A Facebook spokeswoman did not comment on new calls for Kaplan to be fired, but said of the new meeting with advertisers: “It’s normal for us to have conversations with advertisers and discuss issues, including policy matters. This is something we do routinely and will keep doing.”

A notable holdout from the boycott so far is Procter & Gamble, which sources say has been in active discussions with the main groups behind the boycott, Color of Change and the NAACP regarding the effort. Facebook is still trying to schedule a meeting with those groups, as WWD reported last week. P&G is Facebook’s largest advertiser, spending $30 million on Facebook over the last two months alone and another $36 million on Instagram, according to data from Pathmatics, which tracks digital advertising.

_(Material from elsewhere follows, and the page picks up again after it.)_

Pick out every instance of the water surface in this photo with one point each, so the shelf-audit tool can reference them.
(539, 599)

Other major advertisers on the platforms that have yet to join the boycott are Amazon.com, which spent $17 million over the last two months across Facebook and Instagram; HBO, which spent $20 million; and Wish.com, which spent $14 million.

Of the larger companies that pulled out over the weekend, the largest advertiser was Hershey, which spent nearly $11 million over the past two months. Starbucks spent roughly $6 million and Coca-Cola spent less than $500,000.

It’s numbers like that — relatively little compared to Facebook’s $70.8 billion in 2019 revenue almost entirely from advertising — that have financial analysts not exactly worried. Despite a stock dip last week as Facebook waited to publicly address the boycott, the company’s stock is already on the rise, up 2 percent to $220 a share on Monday.

Rohit Kulkarni, an analyst for MKM Partners that follows Facebook, said in a Monday note that the company has more than eight million registered advertisers. He also noted that “Procter & Gamble is the largest advertiser in the world, but we think it accounts for less than 0.50% of FB’s revenues.”